A fire in the forest
“Everyone knows about climate change, so how do you engage people emotionally about a topic that people have a lot of different emotions about?” asks Paolozza.
So, animals are being used in the play.
“There’s something about animals going through these emotions of losing their children, losing their homes, trying to hold on to moments of joy and happiness in the face of possible disaster that gives people a way to process their emotions,” Paolozza explains.
Night is both a place where evil can grow and love can spark to light, sings the moose.
As their home is burning down, the bear allows others to take refuge in its cave. Other animals like the snake desperately try to save her children. The crow tries to reach their beloved fox. The beaver ignores the threat entirely and continues working, while the lynx tries to go against instinct and be a good neighbour to the other animals in the cave. As the fire ravages their homes, evil grows and love sparks to light.
While the fire is at its worst, all the animals are trying to get to their lovers, save family, worry about other animals in the forest and starving. Finally, a mouse comes in and sings a song in cree to create a moment of joy, describes Paolozza.
“The thing that’s amazing about Thomson Highway’s writing is that he very much wants to make it known that laughter, joy and exuberance are part of the human experience as well,” he says. “We don’t want to ignore the tragedy, but engaging with the serious side of life shouldn’t mean we let the joy
Becoming the animals
“My wheelhouse is creating theatrical images that use the human body in very interesting ways,” says Paolozza.
In The Cave, he was challenged with combining animal movement and animality with the physicality of a cabaret singer.
“Humans speak with subtext, but animals don’t have subtext.
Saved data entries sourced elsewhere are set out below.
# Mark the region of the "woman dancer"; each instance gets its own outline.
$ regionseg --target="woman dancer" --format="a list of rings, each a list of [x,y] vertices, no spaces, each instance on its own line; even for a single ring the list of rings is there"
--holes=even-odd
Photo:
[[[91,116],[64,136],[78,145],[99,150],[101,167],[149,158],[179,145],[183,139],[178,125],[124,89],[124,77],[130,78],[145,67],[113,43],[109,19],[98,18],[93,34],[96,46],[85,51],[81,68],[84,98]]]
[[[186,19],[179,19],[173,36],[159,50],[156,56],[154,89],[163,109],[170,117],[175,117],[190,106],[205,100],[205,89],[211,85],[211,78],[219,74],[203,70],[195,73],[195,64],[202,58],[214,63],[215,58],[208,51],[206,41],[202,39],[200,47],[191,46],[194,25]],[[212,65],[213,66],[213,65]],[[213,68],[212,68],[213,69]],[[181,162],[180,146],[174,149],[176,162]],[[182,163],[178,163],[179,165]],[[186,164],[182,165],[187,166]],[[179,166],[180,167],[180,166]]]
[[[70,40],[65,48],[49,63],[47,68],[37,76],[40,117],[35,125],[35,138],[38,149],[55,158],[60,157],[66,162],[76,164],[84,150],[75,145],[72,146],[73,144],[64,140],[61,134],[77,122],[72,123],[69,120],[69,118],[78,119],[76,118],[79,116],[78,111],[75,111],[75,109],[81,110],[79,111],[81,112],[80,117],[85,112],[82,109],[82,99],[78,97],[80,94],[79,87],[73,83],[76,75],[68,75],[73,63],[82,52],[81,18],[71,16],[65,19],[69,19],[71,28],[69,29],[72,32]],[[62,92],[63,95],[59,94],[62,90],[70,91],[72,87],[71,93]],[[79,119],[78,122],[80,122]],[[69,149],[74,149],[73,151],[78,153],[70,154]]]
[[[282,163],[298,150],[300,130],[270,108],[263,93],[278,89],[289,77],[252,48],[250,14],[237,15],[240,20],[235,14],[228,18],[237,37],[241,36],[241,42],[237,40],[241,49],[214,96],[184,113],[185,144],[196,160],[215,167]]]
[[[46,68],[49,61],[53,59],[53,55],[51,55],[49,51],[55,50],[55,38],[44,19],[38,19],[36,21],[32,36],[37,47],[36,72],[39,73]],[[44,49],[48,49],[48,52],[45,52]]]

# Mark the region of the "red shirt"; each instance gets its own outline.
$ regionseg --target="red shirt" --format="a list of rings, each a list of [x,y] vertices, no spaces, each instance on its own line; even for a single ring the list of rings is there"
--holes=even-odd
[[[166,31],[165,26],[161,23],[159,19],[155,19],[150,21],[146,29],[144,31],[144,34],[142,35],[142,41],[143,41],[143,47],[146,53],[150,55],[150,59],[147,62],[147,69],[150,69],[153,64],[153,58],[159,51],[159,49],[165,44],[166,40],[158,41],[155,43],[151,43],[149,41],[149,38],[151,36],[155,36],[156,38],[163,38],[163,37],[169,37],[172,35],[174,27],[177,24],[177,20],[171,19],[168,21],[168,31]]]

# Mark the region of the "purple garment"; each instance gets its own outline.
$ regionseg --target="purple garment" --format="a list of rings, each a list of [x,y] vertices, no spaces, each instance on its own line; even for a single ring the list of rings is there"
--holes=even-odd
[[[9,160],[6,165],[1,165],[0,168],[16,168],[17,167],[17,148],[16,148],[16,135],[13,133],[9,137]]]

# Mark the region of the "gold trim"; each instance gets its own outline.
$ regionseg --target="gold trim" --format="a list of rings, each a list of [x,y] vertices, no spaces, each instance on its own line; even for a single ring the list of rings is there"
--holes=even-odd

They say what they’re thinking so it was a mixture of those two approaches and thinking about how the body moves,” he explains.
In order to reflect the urgency of the fire in the muscular gestures of the animals while maintaining the sultriness of cabaret, Paolozza had the four performers who play multiple animals be 100 per cent animal in their bodies as an exercise.
By tapping into the inner emotional state of the animals they were able to explore what the world looks like from their viewpoint, he says.
Then little by little he had the performers add human physicality to their characters.
Since 2019, the show has worked with Bruce Alcock, an animation artist from Vancouver to really bring the fire to life.
A balancing act
Paolozza shares that they are really using animals to talk about themselves.
“I think people are really responding to being able to share emotions in public. It doesn’t matter what your political affiliations are. On a human level, the animals allow us to access these emotions and I think it’s really special,’’ he says. “We don’t have any answers, but we try to raise questions in a space where you feel safe to feel all these strong emotions in an uncritical way and to start a conversation.”